Since the use of Oxford-AstraZeneca’s vector-based vaccine against COVID-19 was halted for people younger than 65 years of age, all individuals who had already received their first dose of this vaccine were recommended an mRNA vaccine as their second dose.
During a 2.5-month average follow-up period after the second dose, the study showed a 67% lower risk of infection for the combination of Oxford-AstraZeneca + Pfizer-BioNTech, and a 79% lower risk for Oxford/AstraZeneca + Moderna, both compared to unvaccinated individuals. For people having received two doses of the Oxford-AstraZeneca vaccine, the risk reduction was 50%.
These risk estimates were observed after accounting for differences regarding date of vaccination, age of the participants, socioeconomic status, and other risk factors for COVID-19. Importantly, the estimates of effectiveness apply to infection with the Delta variant, which was dominating the confirmed cases during the follow-up period. There was a very low incidence of adverse thromboembolic events for all vaccine schedules. The number of COVID-19 cases severe enough to result in inpatient hospitalization was too low for the researchers to be able to calculate the effectiveness against this outcome.

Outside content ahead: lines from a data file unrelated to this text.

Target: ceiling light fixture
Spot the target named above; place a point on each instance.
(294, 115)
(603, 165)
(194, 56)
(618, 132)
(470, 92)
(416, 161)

Previous research has demonstrated that mix-and-match vaccine schedules generate a robust immune response. However, it has been unclear to which extent these schedules may reduce the risk of clinical infection. This is the knowledge gap which the new study conducted by the Umeå researchers aimed to fill. The study is based on nationwide registry data from the Public Health Agency of Sweden, the National Board of Health and Welfare, and Statistics Sweden. In the main analysis, about 700,000 individuals were included.

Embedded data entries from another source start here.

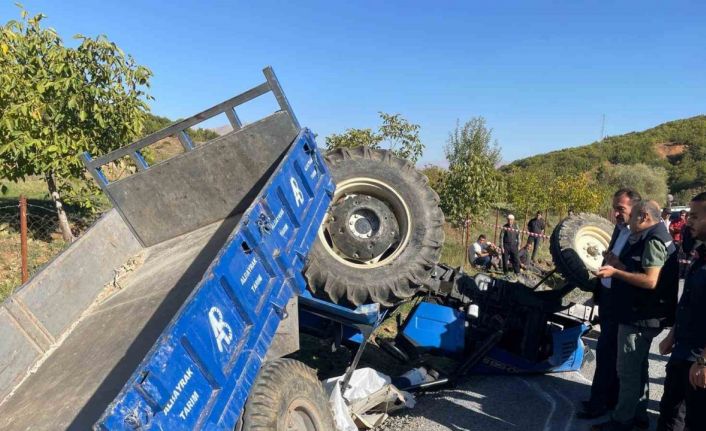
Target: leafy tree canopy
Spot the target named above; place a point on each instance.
(56, 102)
(399, 135)
(472, 184)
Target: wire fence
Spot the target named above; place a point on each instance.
(30, 237)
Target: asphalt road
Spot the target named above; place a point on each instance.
(499, 403)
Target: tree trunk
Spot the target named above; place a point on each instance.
(61, 213)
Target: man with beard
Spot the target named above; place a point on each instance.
(685, 383)
(646, 282)
(604, 388)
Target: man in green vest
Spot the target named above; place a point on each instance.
(646, 283)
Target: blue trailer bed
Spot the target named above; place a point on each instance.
(225, 229)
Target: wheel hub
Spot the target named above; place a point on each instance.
(363, 227)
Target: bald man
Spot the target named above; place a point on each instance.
(510, 240)
(646, 281)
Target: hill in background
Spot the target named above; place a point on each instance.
(677, 146)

“The results of the study may have implications for vaccination strategies in different countries,” says Marcel Ballin, doctoral student in geriatric medicine at Umeå University and co-author of the study. “The World Health Organization has stated that despite the promising results from previous studies regarding immune response from mix-and-match vaccination, there is a need for larger studies to investigate their safety and effectiveness against clinical outcomes. Here we now have one such study.”

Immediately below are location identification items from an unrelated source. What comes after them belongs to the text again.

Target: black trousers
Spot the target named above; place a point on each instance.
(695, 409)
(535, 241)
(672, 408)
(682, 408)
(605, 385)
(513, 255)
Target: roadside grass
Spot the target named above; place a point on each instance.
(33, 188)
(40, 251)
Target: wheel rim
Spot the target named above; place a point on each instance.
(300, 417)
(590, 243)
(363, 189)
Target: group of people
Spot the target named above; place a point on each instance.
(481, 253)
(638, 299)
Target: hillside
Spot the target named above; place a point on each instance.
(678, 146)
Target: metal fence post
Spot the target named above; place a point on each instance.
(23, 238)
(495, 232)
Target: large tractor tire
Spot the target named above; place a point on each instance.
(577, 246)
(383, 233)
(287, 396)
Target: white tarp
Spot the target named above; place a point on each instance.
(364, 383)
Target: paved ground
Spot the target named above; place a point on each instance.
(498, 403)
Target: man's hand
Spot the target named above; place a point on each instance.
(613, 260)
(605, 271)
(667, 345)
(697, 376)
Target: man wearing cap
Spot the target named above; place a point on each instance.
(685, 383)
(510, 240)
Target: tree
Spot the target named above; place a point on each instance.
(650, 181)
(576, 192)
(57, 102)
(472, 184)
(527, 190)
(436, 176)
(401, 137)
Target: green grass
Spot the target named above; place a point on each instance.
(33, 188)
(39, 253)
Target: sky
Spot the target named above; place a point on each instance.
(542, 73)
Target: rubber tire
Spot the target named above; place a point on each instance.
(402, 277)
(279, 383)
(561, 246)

The findings of this study suggest that the use of heterologous ChAdOx1 nCoV-19 and mRNA prime-boost vaccination is an effective alternative to increase population immunity against COVID-19, including against the Delta variant which dominated the confirmed cases during the study period. These findings could have important implications for vaccination strategies and logistics, and consequently in the battle against the COVID-19 pandemic.